Staying well in the hot weather

In Australia, we all know that periods of extremely hot weather are common during summer, yet we don’t often think about how the heat affects our health. Some medicines can affect how the body responds to heat, and people taking these medicines may be more susceptible to developing heat-related illness. If you take medicines, there are many things you can do to stay well and prevent heat-related illness. Together with your doctor and pharmacist, it’s a good idea to make a plan to stay healthy in the heat before the hot weather starts.

What are the symptoms of heat-related illness?

Hot weather places a great deal of stress on the body, which can cause heat-related illness. Heat-related illnesses range from dehydration to very serious heat stress. Symptoms include:

  • Thirst
  • Urinating less
  • Dizziness
  • Feeling faint or weak, which may lead to falls
  • Excessive sweating
  • Headache
  • Muscle cramps
  • Nausea

If you start to feel ill with these symptoms, contact your GP.

More serious symptoms:

  • Vomiting
  • Confusion
  • Hot, red dry skin

If you experience more serious symptoms immediately call OOO for an ambulance or go to the nearest hospital emergency department.

How can we prevent heat-related illness?

Here are a few tips for how we can keep the home environment, and ourselves, cool and prevent heat-related illness.

Keep your home cool
  • Close windows and shut curtains during the heat of the day
  • Let the cool air in at night
  • Don’t hesitate to use your air-conditioner; make sure it is set to cool
  • If you can’t cool your house, spend time in an air-conditioned place like a library, shopping centre, cinema, or the home of a family member or friend
Keep up your fluids

As we age, it is common for our sense of thirst to lessen. This means we may not feel thirsty even when it is very hot. Make sure you drink enough fluids during hot weather to prevent dehydration, even when you do not feel thirsty.

  • Drink plenty of fluids such as water or diluted fruit juice even when you do not feel thirsty
  • Drink often throughout the day, rather than drinking large amounts at once
  • Avoid drinking large amounts of tea, coffee or alcohol
  • Suck ice cubes
  • Eat smaller cold meals (e.g. salads)
  • Eat foods with high fluid content, such as vegetables, fruits and jellies

Talk to your doctor about how much fluid you should drink during hot weather.

Keep yourself cool
  • Wear light loose clothing
  • Use wet towels to wipe your face, neck and arms
  • Minimise physical activity
  • Stay out of the sun
  • If you must go outside, go early or late in the day and wear a hat, sunglasses and sunscreen

Medicines and hot weather

Some medicines can affect the way your body reacts to hot weather; other medicines interfere with your body’s ability to sweat and cool itself.
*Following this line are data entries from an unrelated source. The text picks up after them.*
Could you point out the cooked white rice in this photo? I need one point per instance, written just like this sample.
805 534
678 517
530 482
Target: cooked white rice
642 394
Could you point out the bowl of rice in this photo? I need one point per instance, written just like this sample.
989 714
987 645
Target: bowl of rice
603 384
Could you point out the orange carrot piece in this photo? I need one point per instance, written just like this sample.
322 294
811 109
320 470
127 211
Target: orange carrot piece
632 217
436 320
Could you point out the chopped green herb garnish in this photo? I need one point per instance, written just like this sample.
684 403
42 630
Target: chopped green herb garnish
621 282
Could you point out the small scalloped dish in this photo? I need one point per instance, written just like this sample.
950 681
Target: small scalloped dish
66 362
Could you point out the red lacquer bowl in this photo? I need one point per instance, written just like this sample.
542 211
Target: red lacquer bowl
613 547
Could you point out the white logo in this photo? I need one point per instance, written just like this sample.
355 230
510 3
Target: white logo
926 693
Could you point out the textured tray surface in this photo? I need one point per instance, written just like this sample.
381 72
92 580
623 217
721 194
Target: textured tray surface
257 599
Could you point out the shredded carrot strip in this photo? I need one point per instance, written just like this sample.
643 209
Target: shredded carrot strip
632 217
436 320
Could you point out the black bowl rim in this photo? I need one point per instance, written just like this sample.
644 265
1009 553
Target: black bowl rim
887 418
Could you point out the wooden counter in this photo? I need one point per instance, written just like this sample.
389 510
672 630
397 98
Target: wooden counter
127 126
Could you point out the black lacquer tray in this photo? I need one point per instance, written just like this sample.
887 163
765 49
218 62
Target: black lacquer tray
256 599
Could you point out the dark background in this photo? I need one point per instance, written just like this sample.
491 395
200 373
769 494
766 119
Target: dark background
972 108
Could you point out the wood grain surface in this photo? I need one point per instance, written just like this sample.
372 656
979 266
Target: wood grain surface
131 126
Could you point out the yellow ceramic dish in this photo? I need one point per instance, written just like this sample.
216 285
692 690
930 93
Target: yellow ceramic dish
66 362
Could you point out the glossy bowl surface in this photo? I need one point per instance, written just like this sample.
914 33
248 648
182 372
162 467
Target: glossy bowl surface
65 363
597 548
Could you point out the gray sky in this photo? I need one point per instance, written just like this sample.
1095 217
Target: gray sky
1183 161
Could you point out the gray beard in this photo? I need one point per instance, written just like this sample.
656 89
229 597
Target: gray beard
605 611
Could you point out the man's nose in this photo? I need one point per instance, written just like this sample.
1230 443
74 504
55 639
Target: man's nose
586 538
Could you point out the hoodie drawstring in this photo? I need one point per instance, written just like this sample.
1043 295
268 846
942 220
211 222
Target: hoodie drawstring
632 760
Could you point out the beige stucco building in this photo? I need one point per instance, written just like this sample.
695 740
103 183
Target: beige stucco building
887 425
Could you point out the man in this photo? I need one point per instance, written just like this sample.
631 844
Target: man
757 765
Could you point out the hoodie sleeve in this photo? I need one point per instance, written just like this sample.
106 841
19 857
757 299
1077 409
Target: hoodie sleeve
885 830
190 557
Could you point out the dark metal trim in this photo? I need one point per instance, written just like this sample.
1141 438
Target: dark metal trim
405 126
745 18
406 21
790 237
They may reduce thirst or increase fluid loss. These medicines include:

  • blood pressure and heart medicines
  • medicines for mental health conditions
  • seizure medicines
  • incontinence medicines
  • some pain medicines
  • diuretics (fluid tablets)
What should I talk to my doctor about?

Make an appointment with your doctor before the hot weather starts. Ask about any medicines you are taking that may increase your risk of developing heat-related illness. Plan how you can take your medicines safely and reduce your risk of heat-related illness.

Plan ahead to stay safe and well in the heat

Make an appointment before the hot weather starts
  • Discuss with your doctor any medicines you are taking which may increase your risk of heat-related illness.
  • Your doctor may decide to review your medicines to determine if you need to change the medicine or the dose during the warmer months.
Talk to your doctor and make a plan
  • Tell your doctor about any symptoms that concern you, such as sweating more, feeling the heat more, feeling thirsty or urinating less.
  • Ask your doctor about how much fluid you should be drinking during the hot weather, particularly if you take medicines that affect fluid loss such as fluid tablets, or you are on a restricted fluid intake plan.
  • Your doctor may decide to develop a personalised fluid intake plan for the hot weather to prevent dehydration during the warmer months.
  • Your doctor can recommend support services to assist you at home during hot weather.
Store medicines safely in the heat
  • Some medicines lose their effectiveness in the heat and need to be stored below 25°C.
  • Store your medicines in a safe cool dry place away from direct sunlight.
  • Do not leave medicines in a warm place such as above the stove, on a windowsill or in your car.
  • Talk to your pharmacist for advice about how to store your medicines.

What else can I do?

If you live alone:
  • Know who to call if you need help during extreme heat. Talk to your family, friends, neighbours or carers about how they could help you. It could be as simple as checking in on you, stocking your fridge with cool drinks or helping you turn on the air-conditioner.
  • Talk to your doctor about the services available in your community that can assist you at home during periods of hot weather.

More information

  • Talk to your doctor before changing, stopping or starting any medicines.
  • If you feel unwell in the hot weather seek medical advice from your doctor or the nearest hospital.
  • In an emergency call 000 for an ambulance.